A few weeks ago, the NAS drive was almost full. The increased file size from Ava's camera and the Good Eat's archive we've been building from TiVO recordings started eating up space on the drive. We'd finally outgrown our 160GB drive.

It was time to get more disk space at home. So the search for a new NAS box started. I wanted to get something that had at least 500GB of storage and had protection from a disk crash. This could be a RAID box or just a straight mirror (another drive of the same size for a copy). My search led me to Windows Home Server -- yep a MS product. I wanted to discount it right away feeling that going down the route of a WHS box would be sealing our fate to always be a Windows Household. Confession Time: I still keep thinking I'll purchase a Mac and join the cool crowd. The first OEM WHS box was the HP MediaServer and there still aren't many OEM WHS boxes out yet. I spent time reading various forums (WeGotServed was a good one) and it seems that many folks are pretty jazzed about the WHS features. The number of Add-Ins for WHS continues to grow as well. The real feature that kept pulling me back to the WHS solution was the ability to add disk space as you need it -- the HP MediaServer doesn't even require a screwdriver to add space. Open the front panel, slide out the drive tray, drop in a disk, and a few clicks on the Control Panel --- Bam, more space. WHS also deals with the duplication of data across discs to reduce the risk of a single disc crash. The complete backups of Windows machines also satisfies a big requirement.

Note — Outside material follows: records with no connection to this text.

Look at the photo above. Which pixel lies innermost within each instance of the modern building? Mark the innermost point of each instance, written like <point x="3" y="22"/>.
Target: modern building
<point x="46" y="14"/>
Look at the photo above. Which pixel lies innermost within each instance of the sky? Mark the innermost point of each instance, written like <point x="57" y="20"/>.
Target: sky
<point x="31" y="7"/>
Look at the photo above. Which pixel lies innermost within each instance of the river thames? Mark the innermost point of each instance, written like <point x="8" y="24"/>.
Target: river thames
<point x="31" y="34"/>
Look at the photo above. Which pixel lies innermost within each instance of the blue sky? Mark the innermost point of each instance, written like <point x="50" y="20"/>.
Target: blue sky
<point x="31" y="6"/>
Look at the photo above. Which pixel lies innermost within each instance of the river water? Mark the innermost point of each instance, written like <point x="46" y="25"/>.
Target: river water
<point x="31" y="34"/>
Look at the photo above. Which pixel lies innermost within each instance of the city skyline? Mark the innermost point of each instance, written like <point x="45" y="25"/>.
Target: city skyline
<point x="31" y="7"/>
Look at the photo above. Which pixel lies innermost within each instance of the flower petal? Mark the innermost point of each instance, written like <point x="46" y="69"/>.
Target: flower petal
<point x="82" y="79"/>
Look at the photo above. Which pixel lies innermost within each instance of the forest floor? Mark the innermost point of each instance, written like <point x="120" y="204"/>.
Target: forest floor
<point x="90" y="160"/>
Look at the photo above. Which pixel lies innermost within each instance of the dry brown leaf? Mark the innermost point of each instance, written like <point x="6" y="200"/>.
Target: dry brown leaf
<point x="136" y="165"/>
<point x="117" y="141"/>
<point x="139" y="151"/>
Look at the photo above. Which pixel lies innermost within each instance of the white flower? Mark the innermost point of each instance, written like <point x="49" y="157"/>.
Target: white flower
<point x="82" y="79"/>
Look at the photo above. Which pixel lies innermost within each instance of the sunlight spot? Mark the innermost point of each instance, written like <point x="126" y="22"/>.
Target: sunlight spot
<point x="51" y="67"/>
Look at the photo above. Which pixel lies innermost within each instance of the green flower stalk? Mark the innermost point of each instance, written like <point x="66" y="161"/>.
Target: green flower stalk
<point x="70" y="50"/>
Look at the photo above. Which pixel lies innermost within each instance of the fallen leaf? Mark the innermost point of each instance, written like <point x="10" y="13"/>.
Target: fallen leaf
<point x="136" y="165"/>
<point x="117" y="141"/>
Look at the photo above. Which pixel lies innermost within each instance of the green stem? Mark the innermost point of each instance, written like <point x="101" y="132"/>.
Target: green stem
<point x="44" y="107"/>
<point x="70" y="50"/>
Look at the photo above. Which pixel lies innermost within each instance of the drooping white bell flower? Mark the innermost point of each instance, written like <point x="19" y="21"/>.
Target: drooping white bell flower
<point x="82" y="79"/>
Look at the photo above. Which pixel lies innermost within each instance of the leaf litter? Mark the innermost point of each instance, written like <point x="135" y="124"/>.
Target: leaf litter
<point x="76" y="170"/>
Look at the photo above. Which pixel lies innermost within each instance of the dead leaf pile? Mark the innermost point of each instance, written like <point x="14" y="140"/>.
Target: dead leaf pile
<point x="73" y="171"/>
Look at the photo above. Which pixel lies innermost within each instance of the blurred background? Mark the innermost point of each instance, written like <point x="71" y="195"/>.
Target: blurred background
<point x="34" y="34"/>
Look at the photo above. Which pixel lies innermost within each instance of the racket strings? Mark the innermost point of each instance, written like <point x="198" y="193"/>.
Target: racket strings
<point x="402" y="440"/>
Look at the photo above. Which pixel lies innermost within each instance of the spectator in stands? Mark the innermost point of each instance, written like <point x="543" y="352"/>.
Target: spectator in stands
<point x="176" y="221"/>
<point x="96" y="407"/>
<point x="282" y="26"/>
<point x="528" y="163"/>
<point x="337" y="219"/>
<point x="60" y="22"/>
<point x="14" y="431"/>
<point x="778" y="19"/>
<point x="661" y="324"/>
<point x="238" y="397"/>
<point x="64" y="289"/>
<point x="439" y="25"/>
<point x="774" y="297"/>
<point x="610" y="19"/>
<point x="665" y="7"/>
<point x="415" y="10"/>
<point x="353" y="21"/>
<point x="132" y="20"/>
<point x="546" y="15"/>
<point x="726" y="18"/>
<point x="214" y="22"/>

The WHS solution gives us the ability to add space later (as space gets cheaper), automates backups of our Windows laptops (we have 3 personal laptops in the house). centralizes our media (photos, videos, music), and serves up the media. I'm also interested in many of the Add-Ins that are being released.

The order has been placed (using Ava's 10% HP discount). FedEx says it will arrive on Friday. I'll post more as I get it set up. If you have a Windows Home Server and have any tips, certainly let me know about them!

Around this time I also spent a fair amount of time researching online backup solutions. After researching some of the major services - Mozy, Carbonite, and Jungle Disk (which uses Amazon S3 storage). I decided that Jungle Disk was the one to dive into further (I'll probably write more about this decision in a future post). But after the WHS decision, Jungle Disk has a bonus for me - Jungle Disk offers a solution that ties into WHS.